- Born: Joseph Frederick Laycock 12 June 1867 Newcastle upon Tyne, Northumberland, England
- Died: 10 January 1952 (aged 84) East Retford, Nottinghamshire, England
- Allegiance: United Kingdom
- Branch: British Army
- Rank: Brigadier-General
- Commands: Nottinghamshire Royal Horse Artillery CRHA ANZAC Mounted Division
- Conflicts: Second Boer War First World War
- Awards: Knight Commander of the Order of St Michael and St George Distinguished Service Order Territorial Decoration
- Spouse: Katherine Mary Hare
- Relations: Robert Laycock (son with Kitty Hare) Maynard Greville (son with Daisy Greville) Mercy Greville (daughter with Daisy Greville)

= Joseph Laycock =

British Army general (1867–1952)

Brigadier-General Sir Joseph Frederick Laycock (12 June 1867 – 10 January 1952) was a British Army officer and Olympic sailor. He was at one time a Deputy Lieutenant, Lord Lieutenant and, in 1906, High Sheriff of Nottinghamshire.

==Early life==

Laycock was the only son of Robert Laycock (1833–1881), barrister, and MP for North Lincolnshire in 1880–81, and Annie (née Allhusen), daughter to Christian Allhusen. He was born at Wiseton Hall, Nottinghamshire, purchased by his grandfather c.1866 and demolished in 1960, which was Laycock's principal residence throughout his life.

==Yachting==

A member of the Royal Yacht Squadron in Cowes, he had Ramage & Ferguson of Leith build for him a steel auxiliary 3-masted steam yacht, the Valhalla, to a design by Mr. W. C. Storey. She was launched from the Victoria Shipyard on 20 October 1892. Her complement was 100 hands, and she was the only steam yacht in the world to have a full ship rig. He sold her in October 1897.

He had the publisher Howard Cox publish The Log of the Valhalla in 1894

Laycock was friends with Hugh Grosvenor, 2nd Duke of Westminster, and they competed together in the 1908 Olympics at Water Motorsport.

==Military career==
Laycock served with the Nottinghamshire (Sherwood Rangers) Yeomanry in South Africa during the Second Boer War 1899–1900, for which he was appointed a Companion of the Distinguished Service Order (DSO) in November 1900. He was promoted to major on 7 December 1901 and resigned his commission the following year on 6 December 1902.

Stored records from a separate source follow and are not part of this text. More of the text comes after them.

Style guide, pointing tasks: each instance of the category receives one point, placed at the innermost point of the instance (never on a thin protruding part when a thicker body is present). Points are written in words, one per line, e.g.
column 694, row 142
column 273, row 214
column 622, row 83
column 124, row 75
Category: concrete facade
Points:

He was the first commanding officer of the Nottinghamshire Royal Horse Artillery when it was formed in 1908 as part of the new Territorial Force, and funded the founding of the battery himself.

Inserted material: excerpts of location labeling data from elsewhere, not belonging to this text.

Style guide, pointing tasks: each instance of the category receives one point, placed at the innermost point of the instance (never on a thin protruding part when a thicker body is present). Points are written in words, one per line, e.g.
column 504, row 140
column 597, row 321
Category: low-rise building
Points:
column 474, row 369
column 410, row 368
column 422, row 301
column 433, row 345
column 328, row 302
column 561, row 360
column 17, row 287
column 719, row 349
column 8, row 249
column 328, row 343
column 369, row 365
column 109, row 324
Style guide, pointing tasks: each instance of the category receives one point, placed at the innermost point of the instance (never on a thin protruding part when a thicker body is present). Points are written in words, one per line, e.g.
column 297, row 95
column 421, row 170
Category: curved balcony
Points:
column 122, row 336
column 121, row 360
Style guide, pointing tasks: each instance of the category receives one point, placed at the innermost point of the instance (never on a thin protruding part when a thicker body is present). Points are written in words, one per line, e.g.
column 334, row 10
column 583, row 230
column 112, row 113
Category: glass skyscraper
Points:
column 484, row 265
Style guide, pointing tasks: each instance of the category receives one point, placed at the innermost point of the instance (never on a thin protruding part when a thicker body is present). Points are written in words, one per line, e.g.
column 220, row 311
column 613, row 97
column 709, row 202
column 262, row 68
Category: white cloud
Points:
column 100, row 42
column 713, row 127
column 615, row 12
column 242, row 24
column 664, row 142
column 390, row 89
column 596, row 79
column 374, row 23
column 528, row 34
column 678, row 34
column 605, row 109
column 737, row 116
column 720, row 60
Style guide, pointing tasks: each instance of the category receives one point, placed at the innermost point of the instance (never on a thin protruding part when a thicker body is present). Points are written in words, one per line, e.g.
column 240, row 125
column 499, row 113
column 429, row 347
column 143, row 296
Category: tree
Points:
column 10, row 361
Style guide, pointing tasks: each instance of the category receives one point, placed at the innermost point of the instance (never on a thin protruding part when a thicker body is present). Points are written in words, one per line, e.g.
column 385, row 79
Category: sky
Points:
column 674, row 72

During the First World War, he served with his battery in the Middle East and also served with the Duke of Westminster's armoured car unit when it was involved in a widely reported incident where it rescued prisoners of war from Senussi tribesmen. Later he became the Commander Royal Artillery for the ANZAC Mounted Division.

After World War I, the Nottinghamshire RHA became a battery of the 60th Field Brigade, Royal Artillery, and Laycock was appointed Honorary Colonel of the whole unit on 22 November 1922.

During the Second World War, Laycock commanded the Nottinghamshire Home Guard.

==Personal life==
Laycock married, on 19 November 1902, Katherine Mary (Kitty) Hare (1872–1959), a granddaughter of William Hare, 2nd Earl of Listowel. Kitty, the former Marchioness of Downshire, was married to Arthur Hill, 6th Marquess of Downshire (1871–1918), who had divorced her citing adultery with Laycock. Laycock was also in an adulterous relationship with Daisy Greville, Countess of Warwick, issue occurring before and during his marriage with Kitty. Daisy's fourth child, Maynard (1898–1960), and fifth, Mercy (1904–1968), were fathered by Laycock.

Laycock's son from his marriage to Kitty Hare, Robert Laycock, was knighted and awarded the Distinguished Service Order for his services in the Second World War.